MEDAN, iNewsMedan.id - Kota Medan resmi menjadi pusat perhatian nasional seiring digelarnya Rapat Kerja Nasional (Rakernas) Asosiasi Pemerintah Kota Seluruh Indonesia (APEKSI) Tahun 2026. Bertepatan dengan momentum Hari Jadi ke-436 Kota Medan, ajang akbar ini sukses menjadi magnet konsolidasi bagi pemerintah kota dari seluruh penjuru Nusantara.
Antusiasme peserta sangat tinggi. Dari total 98 kota anggota APEKSI, sebanyak 95 delegasi tingkat tinggi hadir secara langsung di ibu kota Sumatra Utara ini. Delegasi tersebut terdiri atas 88 wali kota, 4 wakil wali kota, 2 sekretaris daerah, dan 1 pejabat yang mewakili kepala daerah.
Wali Kota Medan, Rico Tri Putra Bayu Waas, menegaskan bahwa Rakernas kali ini didesain untuk menghasilkan dampak konkret, bukan sekadar agenda seremonial.
"Harapannya, Rakernas ini tidak berhenti sebagai kegiatan seremonial, tetapi menghasilkan komitmen dan aksi nyata. Kami mendorong seluruh rekomendasi dari berbagai forum—seperti Forum Pangan, Forum Bappeda, Forum Lingkungan Hidup, dan Forum Komunikasi Digital (Komdigi)—dapat ditindaklanjuti oleh APEKSI agar memberi manfaat nyata bagi daerah," ujar Rico Waas.
Salah satu daya tarik utama dalam rangkaian Rakernas ini adalah pembukaan Indonesia City Expo (ICE) ke-22 yang berlangsung pada 1–3 Juli 2026. Pameran berskala nasional ini diikuti oleh pemerintah kota se-Indonesia, lembaga terkait, perusahaan swasta, hingga UMKM binaan.
Wakil Ketua APEKSI Bidang Pembangunan dan Kesejahteraan Sosial yang juga Wali Kota Mojokerto, Ika Puspitasari, menaruh harapan besar pada sektor ekonomi. "Pelaksanaan Indonesia City Expo ke-22 diharapkan dapat meningkatkan penjualan produk UMKM binaan," tuturnya.
Direktur Eksekutif APEKSI, Alwis Rustam, memberikan apresiasi atas tingginya partisipasi daerah. Menurutnya, kehadiran masif para kepala daerah menunjukkan kuatnya semangat kolaborasi, meski di tengah tantangan fiskal yang ketat. Rakernas ini menjadi ruang krusial untuk berbagi pengalaman dan merumuskan solusi strategis bagi kemajuan kota-kota di Indonesia.
Rangkaian acara tahun ini sangat padat, dimulai sejak 28 Juni melalui kegiatan Youth City Changers (YCC). Acara dilanjutkan pada 1 Juli dengan Upacara Hari Jadi Kota Medan, Mayors Forum, Mayors Talk, dan pembukaan ICE.

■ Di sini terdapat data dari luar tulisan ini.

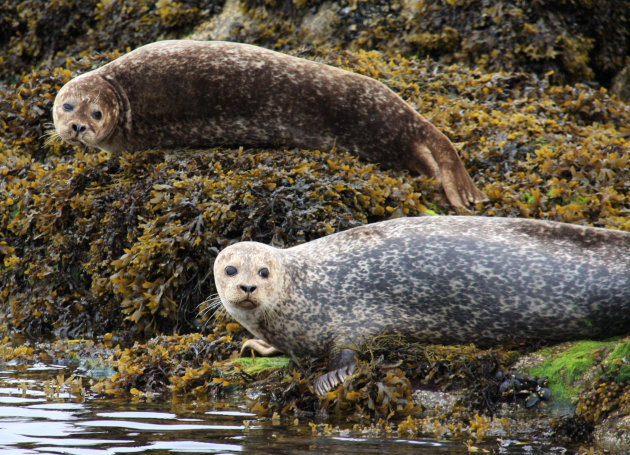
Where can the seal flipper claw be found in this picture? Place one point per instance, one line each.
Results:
(259, 346)
(328, 381)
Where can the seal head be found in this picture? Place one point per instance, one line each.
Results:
(86, 112)
(250, 281)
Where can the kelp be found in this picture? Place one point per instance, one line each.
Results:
(122, 246)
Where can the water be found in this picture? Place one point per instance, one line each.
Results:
(35, 418)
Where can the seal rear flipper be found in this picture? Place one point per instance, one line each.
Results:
(342, 366)
(437, 157)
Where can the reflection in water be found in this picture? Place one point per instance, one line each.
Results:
(29, 424)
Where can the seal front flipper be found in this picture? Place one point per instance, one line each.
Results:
(259, 346)
(342, 366)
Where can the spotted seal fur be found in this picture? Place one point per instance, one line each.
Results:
(431, 279)
(185, 93)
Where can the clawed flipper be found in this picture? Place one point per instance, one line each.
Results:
(259, 346)
(459, 188)
(328, 381)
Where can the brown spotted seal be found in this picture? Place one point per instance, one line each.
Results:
(431, 279)
(185, 93)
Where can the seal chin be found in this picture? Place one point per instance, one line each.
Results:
(246, 304)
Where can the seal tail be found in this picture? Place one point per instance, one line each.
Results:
(437, 157)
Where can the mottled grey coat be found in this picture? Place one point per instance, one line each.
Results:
(184, 93)
(440, 280)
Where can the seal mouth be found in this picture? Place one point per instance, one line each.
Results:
(246, 304)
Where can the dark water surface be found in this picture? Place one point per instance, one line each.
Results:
(35, 419)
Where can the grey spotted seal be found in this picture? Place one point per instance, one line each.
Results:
(445, 280)
(185, 93)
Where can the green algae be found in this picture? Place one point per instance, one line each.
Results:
(566, 370)
(259, 364)
(618, 363)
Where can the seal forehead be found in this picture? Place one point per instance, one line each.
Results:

Memasuki hari kedua, Kamis (2/7/2026), kegiatan dimeriahkan dengan olahraga bersama, penanaman pohon, peresmian Tugu Kota Tangguh, sidang pleno, hingga parade budaya Colorful Medan Carnival yang diikuti delegasi dari 73 kota. Seluruh rangkaian akan ditutup dengan berakhirnya ICE pada 3 Juli dan pesta hiburan rakyat pada 4 Juli mendatang.
Sebagai tuan rumah, Rico Waas berharap kemeriahan acara ini membawa kesan mendalam, sekaligus memberikan dampak positif bagi perekonomian dan citra Kota Medan.